I have a big data.frame with roughly 100 columns and try to plot all the time-series in one graph. Is there an easy way to deal with it, without specifying every y-axis manually?

This would be a simple example with these time-series: 02K W, 03K W, and 04K W:

import pandas as pd
import matplotlib.pyplot as plt

df1 = pd.DataFrame({
    'Date':['2021-01-01', '2021-01-02', '2021-01-03', '2021-01-04', '2021-01-05'],
    'index':[0, 1, 2, 3, 4], 
    '02K W':[3.5, 0.1, 3, 'nan', 0.2], 
    '03K W':[4.2, 5.2, 2.5, 3.0, 0.6], 
    '04K W':[1.5, 2.6, 8.2, 4.2, 5.3]}) 

df1['Date'] = pd.to_datetime(df1['Date'])
df1 = df1.set_index('index')

So far, I manually specify all y-axis to plot the individual time-series.

plt.plot(df1['Date'], df1['02K W'])
plt.plot(df1['Date'], df1['03K W'])
plt.plot(df1['Date'], df1['04K W'])

Is there a more elegant way to specify the relevant columns for the plot? Thank you very much for your suggestions :)
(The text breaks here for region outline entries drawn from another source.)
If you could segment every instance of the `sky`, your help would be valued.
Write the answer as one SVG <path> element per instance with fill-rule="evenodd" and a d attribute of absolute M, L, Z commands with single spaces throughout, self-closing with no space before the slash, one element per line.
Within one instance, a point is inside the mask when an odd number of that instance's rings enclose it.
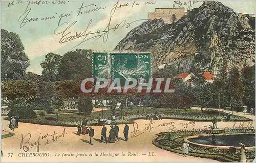
<path fill-rule="evenodd" d="M 1 1 L 1 29 L 18 34 L 30 61 L 27 71 L 40 75 L 40 63 L 48 53 L 63 55 L 76 49 L 112 51 L 128 32 L 146 21 L 148 12 L 173 7 L 174 1 Z M 218 1 L 234 12 L 255 14 L 255 1 Z M 191 1 L 180 2 L 186 10 Z M 193 2 L 191 9 L 203 3 Z M 98 32 L 108 27 L 112 29 L 108 33 Z M 76 35 L 82 37 L 74 39 Z"/>

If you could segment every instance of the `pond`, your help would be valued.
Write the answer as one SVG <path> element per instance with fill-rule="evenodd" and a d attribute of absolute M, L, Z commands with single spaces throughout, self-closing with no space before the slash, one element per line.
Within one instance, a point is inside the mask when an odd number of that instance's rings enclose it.
<path fill-rule="evenodd" d="M 193 143 L 213 146 L 232 146 L 239 147 L 239 143 L 242 143 L 246 147 L 255 146 L 255 134 L 239 134 L 228 135 L 216 135 L 215 143 L 212 142 L 212 136 L 200 136 L 189 138 Z"/>

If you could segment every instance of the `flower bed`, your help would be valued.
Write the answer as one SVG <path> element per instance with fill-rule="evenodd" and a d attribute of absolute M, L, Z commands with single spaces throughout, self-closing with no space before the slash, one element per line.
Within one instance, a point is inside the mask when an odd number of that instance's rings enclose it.
<path fill-rule="evenodd" d="M 177 153 L 182 153 L 182 143 L 184 138 L 191 135 L 200 135 L 208 134 L 227 133 L 255 133 L 255 130 L 217 130 L 199 131 L 188 131 L 186 132 L 161 132 L 153 139 L 153 143 L 156 146 L 166 150 Z M 189 155 L 197 157 L 204 157 L 221 161 L 233 162 L 239 160 L 240 151 L 231 151 L 229 150 L 211 149 L 190 144 Z M 255 158 L 255 150 L 246 150 L 247 159 L 252 161 Z"/>

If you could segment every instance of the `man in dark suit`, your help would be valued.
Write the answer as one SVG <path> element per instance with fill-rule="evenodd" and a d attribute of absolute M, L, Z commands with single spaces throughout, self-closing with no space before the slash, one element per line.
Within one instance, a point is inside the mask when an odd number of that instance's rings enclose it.
<path fill-rule="evenodd" d="M 125 141 L 127 141 L 128 139 L 128 133 L 129 133 L 129 126 L 125 124 L 125 126 L 124 127 L 124 129 L 123 129 L 123 135 L 125 138 Z"/>
<path fill-rule="evenodd" d="M 103 138 L 105 139 L 106 143 L 106 128 L 105 127 L 105 125 L 103 125 L 102 129 L 101 129 L 101 138 L 100 138 L 100 143 L 102 142 Z"/>
<path fill-rule="evenodd" d="M 116 124 L 115 124 L 114 130 L 115 130 L 115 139 L 116 137 L 117 138 L 117 141 L 119 141 L 119 138 L 118 137 L 118 132 L 119 132 L 119 128 L 117 126 Z"/>
<path fill-rule="evenodd" d="M 90 144 L 93 144 L 93 136 L 94 136 L 94 130 L 92 128 L 92 126 L 90 126 L 89 130 L 89 137 L 90 137 Z"/>

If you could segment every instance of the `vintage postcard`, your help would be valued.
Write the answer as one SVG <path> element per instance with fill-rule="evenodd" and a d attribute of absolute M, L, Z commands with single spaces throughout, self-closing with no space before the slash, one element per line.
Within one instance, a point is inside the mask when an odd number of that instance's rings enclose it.
<path fill-rule="evenodd" d="M 1 162 L 255 162 L 255 1 L 0 3 Z"/>

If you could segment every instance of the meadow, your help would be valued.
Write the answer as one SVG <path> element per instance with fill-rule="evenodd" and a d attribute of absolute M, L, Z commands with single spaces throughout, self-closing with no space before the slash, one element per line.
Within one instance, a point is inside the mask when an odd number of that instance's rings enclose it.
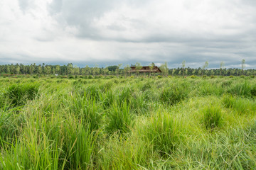
<path fill-rule="evenodd" d="M 1 169 L 255 169 L 256 78 L 0 78 Z"/>

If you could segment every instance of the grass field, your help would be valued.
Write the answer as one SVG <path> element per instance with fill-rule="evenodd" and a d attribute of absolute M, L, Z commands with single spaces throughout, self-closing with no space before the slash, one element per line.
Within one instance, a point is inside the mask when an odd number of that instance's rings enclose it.
<path fill-rule="evenodd" d="M 0 79 L 1 169 L 255 169 L 256 79 Z"/>

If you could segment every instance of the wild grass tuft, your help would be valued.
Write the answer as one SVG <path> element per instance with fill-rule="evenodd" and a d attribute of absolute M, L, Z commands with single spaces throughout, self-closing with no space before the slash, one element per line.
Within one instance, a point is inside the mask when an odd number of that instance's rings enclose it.
<path fill-rule="evenodd" d="M 11 106 L 23 106 L 38 94 L 39 85 L 36 84 L 13 84 L 4 94 Z"/>
<path fill-rule="evenodd" d="M 221 108 L 217 106 L 209 106 L 201 110 L 203 122 L 207 130 L 220 128 L 223 124 Z"/>
<path fill-rule="evenodd" d="M 133 115 L 129 112 L 129 105 L 125 101 L 120 106 L 116 103 L 110 108 L 107 118 L 106 131 L 108 133 L 127 133 L 132 125 Z"/>
<path fill-rule="evenodd" d="M 168 113 L 161 110 L 149 118 L 142 135 L 161 155 L 173 152 L 183 138 L 181 125 Z"/>

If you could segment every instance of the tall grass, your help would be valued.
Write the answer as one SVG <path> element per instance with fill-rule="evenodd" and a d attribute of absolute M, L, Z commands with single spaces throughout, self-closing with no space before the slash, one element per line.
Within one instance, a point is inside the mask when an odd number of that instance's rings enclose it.
<path fill-rule="evenodd" d="M 255 81 L 0 78 L 0 169 L 255 169 Z"/>

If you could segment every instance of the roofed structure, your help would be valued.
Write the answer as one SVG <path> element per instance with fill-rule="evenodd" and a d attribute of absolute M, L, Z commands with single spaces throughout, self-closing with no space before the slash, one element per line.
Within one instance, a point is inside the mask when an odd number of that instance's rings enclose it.
<path fill-rule="evenodd" d="M 129 72 L 161 72 L 161 69 L 157 66 L 154 66 L 152 69 L 150 69 L 149 66 L 143 66 L 142 69 L 136 70 L 135 66 L 131 67 L 131 70 Z"/>

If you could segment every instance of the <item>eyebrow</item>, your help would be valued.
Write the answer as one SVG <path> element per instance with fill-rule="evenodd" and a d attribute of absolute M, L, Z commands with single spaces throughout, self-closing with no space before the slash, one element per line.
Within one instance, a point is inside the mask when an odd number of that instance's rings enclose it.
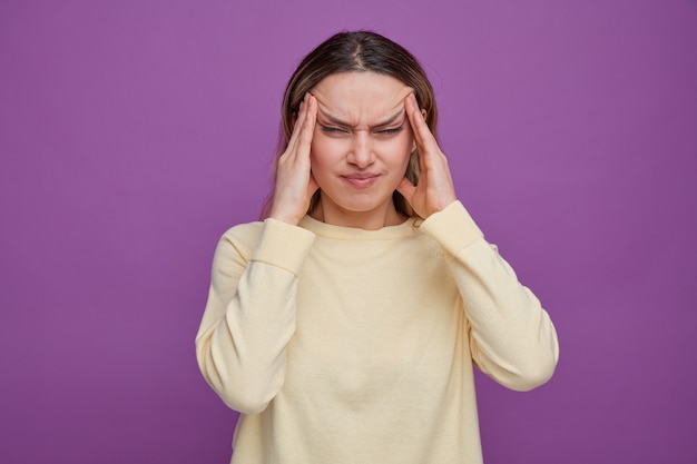
<path fill-rule="evenodd" d="M 346 121 L 342 121 L 340 118 L 332 116 L 327 112 L 325 112 L 323 109 L 317 108 L 317 110 L 320 111 L 320 113 L 326 118 L 331 124 L 336 125 L 336 126 L 342 126 L 342 127 L 350 127 L 350 128 L 355 128 L 355 126 L 346 122 Z M 380 127 L 385 127 L 385 126 L 390 126 L 391 124 L 393 124 L 394 121 L 396 121 L 400 116 L 402 116 L 405 112 L 404 109 L 399 110 L 396 113 L 394 113 L 393 116 L 389 117 L 387 119 L 385 119 L 382 122 L 379 122 L 376 125 L 371 126 L 371 129 L 375 129 L 375 128 L 380 128 Z"/>

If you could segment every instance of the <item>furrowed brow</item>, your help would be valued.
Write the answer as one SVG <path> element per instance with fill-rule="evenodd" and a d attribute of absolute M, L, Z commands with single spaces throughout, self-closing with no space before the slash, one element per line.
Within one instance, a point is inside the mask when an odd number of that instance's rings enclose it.
<path fill-rule="evenodd" d="M 346 121 L 342 121 L 340 118 L 330 115 L 328 112 L 318 109 L 320 113 L 331 124 L 340 126 L 340 127 L 348 127 L 348 128 L 355 128 L 355 125 L 352 125 L 350 122 Z M 381 127 L 385 127 L 385 126 L 390 126 L 391 124 L 393 124 L 394 121 L 396 121 L 397 119 L 400 119 L 400 116 L 402 116 L 404 113 L 404 110 L 401 109 L 397 112 L 395 112 L 393 116 L 389 117 L 387 119 L 385 119 L 382 122 L 379 122 L 376 125 L 371 126 L 371 129 L 375 129 L 375 128 L 381 128 Z"/>

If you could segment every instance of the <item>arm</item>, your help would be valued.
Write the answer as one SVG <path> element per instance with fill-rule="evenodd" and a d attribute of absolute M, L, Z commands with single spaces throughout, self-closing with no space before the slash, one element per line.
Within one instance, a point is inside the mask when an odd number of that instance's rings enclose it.
<path fill-rule="evenodd" d="M 230 234 L 216 248 L 196 356 L 206 382 L 236 411 L 264 411 L 283 386 L 297 274 L 313 240 L 305 229 L 267 219 L 248 261 Z"/>
<path fill-rule="evenodd" d="M 317 189 L 310 162 L 316 111 L 316 100 L 306 95 L 278 158 L 271 217 L 261 237 L 243 246 L 244 237 L 236 241 L 234 231 L 245 229 L 233 229 L 215 253 L 196 356 L 213 389 L 246 414 L 264 411 L 285 378 L 297 275 L 314 240 L 312 233 L 296 226 Z"/>
<path fill-rule="evenodd" d="M 549 315 L 455 200 L 448 158 L 414 96 L 410 95 L 404 105 L 421 175 L 415 186 L 405 178 L 397 189 L 425 218 L 421 229 L 445 250 L 470 324 L 472 358 L 502 385 L 534 388 L 549 379 L 559 357 Z"/>
<path fill-rule="evenodd" d="M 445 250 L 470 323 L 472 358 L 518 391 L 547 382 L 559 358 L 554 326 L 538 298 L 488 244 L 462 204 L 431 215 L 421 229 Z"/>

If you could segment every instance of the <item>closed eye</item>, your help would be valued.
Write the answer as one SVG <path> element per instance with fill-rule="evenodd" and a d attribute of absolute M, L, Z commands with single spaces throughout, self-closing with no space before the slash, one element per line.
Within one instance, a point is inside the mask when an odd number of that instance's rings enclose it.
<path fill-rule="evenodd" d="M 404 125 L 402 125 L 400 127 L 393 127 L 393 128 L 390 128 L 390 129 L 382 129 L 382 130 L 379 130 L 376 134 L 382 134 L 382 135 L 389 136 L 389 135 L 392 135 L 392 134 L 399 134 L 402 130 L 404 130 Z"/>
<path fill-rule="evenodd" d="M 320 129 L 322 129 L 322 131 L 326 132 L 326 134 L 348 134 L 347 130 L 344 130 L 344 129 L 338 128 L 338 127 L 331 127 L 331 126 L 320 125 Z"/>

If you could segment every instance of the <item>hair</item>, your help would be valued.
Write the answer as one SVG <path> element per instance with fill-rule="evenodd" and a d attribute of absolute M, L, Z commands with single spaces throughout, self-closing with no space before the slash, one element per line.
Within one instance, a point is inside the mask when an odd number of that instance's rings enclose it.
<path fill-rule="evenodd" d="M 281 109 L 281 136 L 274 158 L 274 184 L 264 205 L 262 218 L 268 217 L 271 213 L 277 161 L 288 146 L 295 117 L 305 93 L 330 75 L 365 71 L 391 76 L 411 87 L 419 107 L 425 110 L 425 122 L 429 129 L 434 136 L 436 135 L 435 96 L 419 60 L 399 43 L 376 32 L 365 30 L 338 32 L 317 46 L 301 61 L 286 86 Z M 419 154 L 414 150 L 410 156 L 405 177 L 416 185 L 419 175 Z M 399 191 L 393 192 L 392 200 L 399 213 L 415 216 L 406 199 Z M 307 213 L 311 213 L 318 201 L 320 190 L 311 199 Z"/>

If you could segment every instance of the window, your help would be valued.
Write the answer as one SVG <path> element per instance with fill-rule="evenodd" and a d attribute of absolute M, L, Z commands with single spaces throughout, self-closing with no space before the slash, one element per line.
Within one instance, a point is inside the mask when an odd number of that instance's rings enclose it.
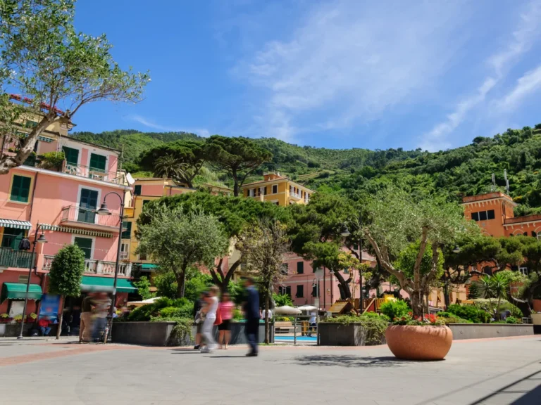
<path fill-rule="evenodd" d="M 94 224 L 96 222 L 96 207 L 98 205 L 98 192 L 95 190 L 81 188 L 79 200 L 79 214 L 77 222 Z"/>
<path fill-rule="evenodd" d="M 132 223 L 128 221 L 124 221 L 122 226 L 126 229 L 122 233 L 122 238 L 130 239 L 132 237 Z"/>
<path fill-rule="evenodd" d="M 64 152 L 66 163 L 77 166 L 79 162 L 79 150 L 68 148 L 68 146 L 62 146 L 62 150 Z"/>
<path fill-rule="evenodd" d="M 528 276 L 528 267 L 518 267 L 518 271 L 524 274 L 524 276 Z"/>
<path fill-rule="evenodd" d="M 295 297 L 297 298 L 302 298 L 304 297 L 304 285 L 297 285 L 297 294 L 295 294 Z"/>
<path fill-rule="evenodd" d="M 11 248 L 18 250 L 21 239 L 25 237 L 24 229 L 15 228 L 4 228 L 2 235 L 2 248 Z"/>
<path fill-rule="evenodd" d="M 105 162 L 107 158 L 101 155 L 90 154 L 90 171 L 105 172 Z"/>
<path fill-rule="evenodd" d="M 92 240 L 89 238 L 75 238 L 73 243 L 85 252 L 85 259 L 91 259 L 92 255 Z"/>
<path fill-rule="evenodd" d="M 9 196 L 9 199 L 11 201 L 28 202 L 28 195 L 30 194 L 31 182 L 31 177 L 15 174 L 11 183 L 11 193 Z"/>
<path fill-rule="evenodd" d="M 471 219 L 473 221 L 486 221 L 487 219 L 494 219 L 495 217 L 494 210 L 471 213 Z"/>

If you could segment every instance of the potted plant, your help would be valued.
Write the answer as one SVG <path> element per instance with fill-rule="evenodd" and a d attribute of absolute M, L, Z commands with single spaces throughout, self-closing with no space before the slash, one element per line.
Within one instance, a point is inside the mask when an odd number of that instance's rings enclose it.
<path fill-rule="evenodd" d="M 434 314 L 397 317 L 385 330 L 389 349 L 399 359 L 442 360 L 451 349 L 453 333 Z"/>

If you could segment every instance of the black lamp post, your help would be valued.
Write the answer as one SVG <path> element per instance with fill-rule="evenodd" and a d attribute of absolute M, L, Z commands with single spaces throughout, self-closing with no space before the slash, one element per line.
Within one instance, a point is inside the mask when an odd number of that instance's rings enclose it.
<path fill-rule="evenodd" d="M 42 225 L 39 223 L 36 226 L 36 232 L 34 234 L 34 243 L 32 248 L 32 256 L 30 257 L 30 265 L 28 267 L 28 280 L 26 281 L 26 295 L 25 295 L 25 307 L 23 309 L 23 319 L 20 320 L 20 332 L 19 335 L 17 336 L 17 339 L 23 339 L 23 330 L 25 327 L 25 318 L 26 317 L 26 307 L 28 304 L 28 291 L 30 289 L 30 278 L 32 277 L 32 269 L 34 264 L 34 255 L 36 252 L 36 244 L 37 243 L 46 243 L 47 240 L 45 239 L 45 235 L 43 234 L 43 230 L 42 230 L 42 234 L 39 235 L 39 238 L 37 237 L 37 232 L 39 229 L 42 227 Z M 58 325 L 58 327 L 61 326 Z"/>
<path fill-rule="evenodd" d="M 107 328 L 105 330 L 105 335 L 104 335 L 104 343 L 107 343 L 107 339 L 108 338 L 108 335 L 111 334 L 111 329 L 113 328 L 113 311 L 115 309 L 115 305 L 116 304 L 116 281 L 118 278 L 118 269 L 120 267 L 120 247 L 122 246 L 122 224 L 123 224 L 123 219 L 124 219 L 124 196 L 125 195 L 125 193 L 123 196 L 120 196 L 118 193 L 116 193 L 115 191 L 111 191 L 109 193 L 107 193 L 107 194 L 104 196 L 104 202 L 101 203 L 101 207 L 99 207 L 99 210 L 97 211 L 97 214 L 99 215 L 111 215 L 111 212 L 109 211 L 109 210 L 107 208 L 107 203 L 105 202 L 106 198 L 107 198 L 107 195 L 109 194 L 114 194 L 117 197 L 118 197 L 118 199 L 120 200 L 120 218 L 119 220 L 119 225 L 118 225 L 118 245 L 117 247 L 116 250 L 116 264 L 115 265 L 115 278 L 113 281 L 113 302 L 111 303 L 111 307 L 109 307 L 109 314 L 107 316 L 108 319 L 107 320 Z"/>
<path fill-rule="evenodd" d="M 362 219 L 359 217 L 359 227 L 362 224 L 361 221 L 362 221 Z M 347 238 L 348 236 L 349 236 L 349 235 L 351 235 L 351 233 L 349 232 L 349 230 L 347 229 L 347 226 L 346 226 L 346 225 L 344 226 L 344 231 L 342 231 L 340 233 L 340 235 L 344 236 L 344 238 Z M 363 264 L 363 240 L 362 240 L 362 238 L 359 240 L 359 261 L 361 263 L 361 264 Z M 362 267 L 362 266 L 359 269 L 359 285 L 360 290 L 361 290 L 361 291 L 360 291 L 360 297 L 359 297 L 360 299 L 359 299 L 359 309 L 361 313 L 362 314 L 363 309 L 363 267 Z"/>

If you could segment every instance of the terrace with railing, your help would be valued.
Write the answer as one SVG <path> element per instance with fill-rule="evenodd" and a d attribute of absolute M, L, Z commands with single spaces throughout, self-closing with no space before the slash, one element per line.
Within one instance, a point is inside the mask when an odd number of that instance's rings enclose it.
<path fill-rule="evenodd" d="M 98 215 L 95 210 L 82 208 L 76 205 L 68 205 L 62 209 L 61 223 L 69 223 L 72 226 L 90 228 L 118 231 L 120 216 L 118 214 L 111 215 Z"/>

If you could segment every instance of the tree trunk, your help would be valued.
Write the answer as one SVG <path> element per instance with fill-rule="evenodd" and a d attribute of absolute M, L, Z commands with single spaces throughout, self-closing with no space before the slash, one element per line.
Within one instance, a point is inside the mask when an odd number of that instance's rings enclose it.
<path fill-rule="evenodd" d="M 186 284 L 186 271 L 177 275 L 177 298 L 184 297 L 184 287 Z"/>
<path fill-rule="evenodd" d="M 423 294 L 419 290 L 413 290 L 411 294 L 411 311 L 413 316 L 423 316 L 424 312 L 424 305 L 423 304 Z"/>
<path fill-rule="evenodd" d="M 343 293 L 344 300 L 348 300 L 352 297 L 352 290 L 349 289 L 349 284 L 344 279 L 344 276 L 340 274 L 339 271 L 334 271 L 333 273 L 336 276 L 336 279 L 338 280 L 338 283 L 340 285 L 340 292 Z M 331 286 L 332 288 L 332 286 Z"/>
<path fill-rule="evenodd" d="M 62 333 L 62 322 L 64 320 L 64 305 L 66 304 L 66 297 L 60 296 L 61 309 L 60 319 L 58 319 L 58 327 L 56 328 L 56 340 L 60 339 L 60 334 Z"/>
<path fill-rule="evenodd" d="M 270 339 L 269 338 L 269 333 L 268 333 L 268 307 L 269 307 L 269 295 L 270 293 L 268 291 L 267 291 L 267 293 L 265 295 L 265 343 L 267 345 L 269 344 Z"/>

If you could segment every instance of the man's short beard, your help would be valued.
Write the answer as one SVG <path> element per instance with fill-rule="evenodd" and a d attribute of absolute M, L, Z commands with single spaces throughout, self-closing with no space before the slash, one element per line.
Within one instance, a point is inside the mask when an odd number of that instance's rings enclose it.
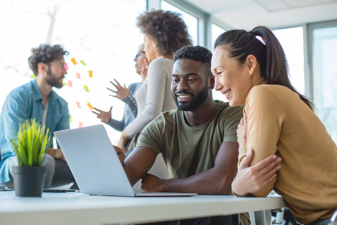
<path fill-rule="evenodd" d="M 49 84 L 53 87 L 61 88 L 63 86 L 63 84 L 62 83 L 60 84 L 58 82 L 59 79 L 57 79 L 56 76 L 55 74 L 52 72 L 50 67 L 48 67 L 48 70 L 47 71 L 47 76 L 45 77 L 46 81 Z"/>
<path fill-rule="evenodd" d="M 172 94 L 172 97 L 176 102 L 176 104 L 178 109 L 181 111 L 193 111 L 199 108 L 204 102 L 206 101 L 208 98 L 208 90 L 209 90 L 208 85 L 205 85 L 204 88 L 200 92 L 198 93 L 196 96 L 191 95 L 189 93 L 184 92 L 183 91 L 177 91 L 174 95 Z M 177 93 L 186 93 L 190 95 L 191 98 L 190 103 L 187 105 L 187 103 L 185 102 L 179 102 L 178 101 L 178 97 Z"/>

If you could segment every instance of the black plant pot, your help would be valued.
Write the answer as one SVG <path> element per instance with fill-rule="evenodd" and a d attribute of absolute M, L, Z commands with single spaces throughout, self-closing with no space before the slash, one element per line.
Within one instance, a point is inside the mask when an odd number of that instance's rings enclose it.
<path fill-rule="evenodd" d="M 41 196 L 47 175 L 47 167 L 13 166 L 13 172 L 17 196 Z"/>

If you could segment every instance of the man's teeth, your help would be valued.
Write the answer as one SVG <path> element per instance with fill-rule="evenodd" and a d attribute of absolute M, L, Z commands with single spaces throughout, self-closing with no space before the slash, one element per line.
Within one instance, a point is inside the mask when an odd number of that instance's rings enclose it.
<path fill-rule="evenodd" d="M 227 96 L 227 95 L 229 94 L 230 93 L 231 93 L 230 90 L 229 90 L 229 91 L 228 91 L 225 93 L 225 96 Z"/>

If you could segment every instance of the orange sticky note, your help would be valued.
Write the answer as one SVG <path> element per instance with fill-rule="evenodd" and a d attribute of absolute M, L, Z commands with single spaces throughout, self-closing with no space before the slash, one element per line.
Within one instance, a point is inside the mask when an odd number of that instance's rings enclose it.
<path fill-rule="evenodd" d="M 76 61 L 75 60 L 75 58 L 73 58 L 70 60 L 71 61 L 71 62 L 74 65 L 76 65 L 77 64 L 77 62 L 76 62 Z"/>
<path fill-rule="evenodd" d="M 89 108 L 90 108 L 90 109 L 93 109 L 94 108 L 94 107 L 93 107 L 91 105 L 90 105 L 90 103 L 88 103 L 87 104 L 87 105 L 89 107 Z"/>

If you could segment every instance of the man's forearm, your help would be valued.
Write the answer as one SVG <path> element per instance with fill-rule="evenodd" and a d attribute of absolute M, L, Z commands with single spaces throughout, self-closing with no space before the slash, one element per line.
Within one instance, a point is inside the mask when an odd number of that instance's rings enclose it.
<path fill-rule="evenodd" d="M 222 173 L 213 168 L 188 177 L 161 180 L 158 187 L 163 192 L 228 195 L 232 192 L 231 184 L 235 176 L 232 173 Z"/>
CodePudding user response：

import pandas as pd
import matplotlib.pyplot as plt

df1 = pd.DataFrame({
    'Date':['2021-01-01', '2021-01-02', '2021-01-03', '2021-01-04', '2021-01-05'],
    'index':[0, 1, 2, 3, 4], 
    '02K W':[3.5, 0.1, 3, 'nan', 0.2], 
    '03K W':[4.2, 5.2, 2.5, 3.0, 0.6], 
    '04K W':[1.5, 2.6, 8.2, 4.2, 5.3]}) 

df1['Date'] = pd.to_datetime(df1['Date'])
df1 = df1.set_index('index')

for col in df1.colums[1:]:
    plt.plot(df1['Date'], df1[col])

CodePudding user response：

You can melt your columns and use seaborn.lineplot:

import seaborn as sns

sns.lineplot(data=df1.replace('nan', float('nan')).melt(id_vars=['Date']),
             x='Date', y='value', hue='variable'
            )

output:

CodePudding user response：

Is there a more elegant way to specify the relevant columns for the plot?

Use DataFrame.plot with Date as the index and filter by the desired columns:

columns = ['02K W', '03K W', '04K W']
df1.set_index('Date')[columns].plot()

Note that you have a string 'nan' in your sample data. If this is true in your real data, you should convert it to a real np.nan, e.g., with pd.to_numeric or DataFrame.replace.